Wednesday, May 13, 2015

Strong Parameters Are A Weak Schema

Ruby on Rails went off the rails a long time ago.

I don't work with Rails today. But, like so many other developers, I kept working with Rails for many years after the Merb merge. Because I loved Ruby, and because the Rails developer experience remains a thing of beauty, even today.

I stuck around for Rails 4, and one of the changes it made was silly.
Rails has always had a nice way of sanitizing user input coming from ubiquitous forms. Up until Rails 3, the solution was to list accessible fields right in your models. Then Rails 4 came along and introduced a different solution - strong_parameters, allowing you to take a greater control over the sanitizing process.
As is often the case with Rails, the real problem here is that the core team failed to recognize a classic problem of computer science, after underestimating the importance of API-centric web development, and perceiving the problem purely in terms of showing a web page to a user.

What Rails Was Thinking

Before I get into that, I just want to summarize the problem from the Rails perspective: you've got input coming in from users, who are filling out web forms. They might be up to mischief, and they might use your web form to cause trouble. So you have to secure your web forms.

The classic Rails solution for securing a web form: attr_accessible. Since models are the only way Rails puts anything into a database, you can recast "securing a web form" as validating an object. It makes perfect sense to say that code which secures an object's validity belongs in that object. So far, so good.

attr_accessible was a white-listing mechanism which allowed you to specify which model attributes could be mass-assigned. The default for updating or creating an object in Rails, update_attributes, would allow a user to update any aspect of a model, including (for example) their or their authorization privileges.

But this whitelisting was disabled by default. You had to kick it into gear by calling attr_accessible at least once, in your model. People forgot to do this, including people at GitHub, a very high-profile company with great developers, which got very visibly hacked as a result. People responded by writing initializers:


(Obviously, a better way to do that would be to wrap it in a method called enable_whitelist or something, but that's a moot issue now.)

People also responded by writing plugins, and in Rails 4, one of these plugins moved into Rails core.

So this is what changed:
  • attr_accessible had an inverse, attr_protected, which allowed you to use a blacklist instead of a whitelist. strong_parameters only permits a whitelist.
  • The whitelisting default changed from off to on.
  • The code moved from the model to the controller.
David Heinemeier-Hansson wrote up the official rationale. I've added commas for clarity:
The whole point of the controller is to control the flow between user and application, including authentication, authorization, and, as part of that, access control. We should never have put mass-assignment protection into the model, and many people stopped doing so long ago ...

An Alternative Approach

Let's look at this from a different perspective now.

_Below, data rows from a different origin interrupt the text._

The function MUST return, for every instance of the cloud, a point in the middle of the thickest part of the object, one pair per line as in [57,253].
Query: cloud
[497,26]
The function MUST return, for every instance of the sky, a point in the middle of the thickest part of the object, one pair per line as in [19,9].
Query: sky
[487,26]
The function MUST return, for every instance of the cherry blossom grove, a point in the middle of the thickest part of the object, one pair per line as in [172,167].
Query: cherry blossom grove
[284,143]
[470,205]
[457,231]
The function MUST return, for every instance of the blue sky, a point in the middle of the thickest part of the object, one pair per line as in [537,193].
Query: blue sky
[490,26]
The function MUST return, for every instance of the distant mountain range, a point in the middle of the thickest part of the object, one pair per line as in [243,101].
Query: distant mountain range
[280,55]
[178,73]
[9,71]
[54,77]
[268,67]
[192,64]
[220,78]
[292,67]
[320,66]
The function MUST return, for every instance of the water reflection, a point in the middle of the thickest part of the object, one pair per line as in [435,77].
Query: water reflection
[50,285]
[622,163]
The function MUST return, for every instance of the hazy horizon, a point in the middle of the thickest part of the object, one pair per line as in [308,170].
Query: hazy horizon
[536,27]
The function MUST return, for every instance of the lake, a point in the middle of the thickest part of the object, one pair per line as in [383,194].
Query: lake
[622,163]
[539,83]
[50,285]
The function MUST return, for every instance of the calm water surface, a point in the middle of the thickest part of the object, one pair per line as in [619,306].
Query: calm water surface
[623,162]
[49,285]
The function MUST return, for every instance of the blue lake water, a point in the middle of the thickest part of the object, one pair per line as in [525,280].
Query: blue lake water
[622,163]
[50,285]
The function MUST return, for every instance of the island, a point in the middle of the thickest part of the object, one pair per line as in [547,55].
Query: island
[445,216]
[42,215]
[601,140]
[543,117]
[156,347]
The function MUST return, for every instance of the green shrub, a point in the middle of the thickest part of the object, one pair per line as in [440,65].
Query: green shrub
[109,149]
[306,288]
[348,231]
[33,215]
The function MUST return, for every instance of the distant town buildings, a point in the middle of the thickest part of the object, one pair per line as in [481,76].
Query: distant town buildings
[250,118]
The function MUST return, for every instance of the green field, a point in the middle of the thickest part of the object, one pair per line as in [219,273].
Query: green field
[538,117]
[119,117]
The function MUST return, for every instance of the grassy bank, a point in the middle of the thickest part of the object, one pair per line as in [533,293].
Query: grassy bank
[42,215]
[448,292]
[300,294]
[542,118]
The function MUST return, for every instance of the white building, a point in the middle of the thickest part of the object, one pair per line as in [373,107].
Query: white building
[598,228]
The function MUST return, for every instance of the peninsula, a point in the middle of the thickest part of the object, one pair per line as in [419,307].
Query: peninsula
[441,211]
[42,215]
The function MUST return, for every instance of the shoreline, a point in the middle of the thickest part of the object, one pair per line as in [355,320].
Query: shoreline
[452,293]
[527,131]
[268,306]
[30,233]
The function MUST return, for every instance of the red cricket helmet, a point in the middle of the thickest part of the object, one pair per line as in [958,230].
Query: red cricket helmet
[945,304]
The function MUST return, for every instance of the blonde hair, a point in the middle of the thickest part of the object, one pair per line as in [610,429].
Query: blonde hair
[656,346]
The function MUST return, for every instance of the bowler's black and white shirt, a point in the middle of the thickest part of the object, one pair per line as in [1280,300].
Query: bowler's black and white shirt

Say you're building a web app with Node.js, and you want to support an API as well as a web site. We can even imagine that your mobile app powers much more of your user base, and your web traffic, than your actual web site does. So you need to protect against malicious actors exploiting your web forms, as web apps always have. But you also need to protect against malicious actors exploiting your API traffic.

At this point, it's very easy to disagree with Mr. Hansson's claim that "we should never have put mass-assignment protection into the model." Both the "protect against malicious actors" problems here are very nearly identical. You might have different controllers for your API and your web site, and putting mass-assignment protection into those controllers could mean implementing the same code twice. Centralizing that code in the relevant models might make more sense.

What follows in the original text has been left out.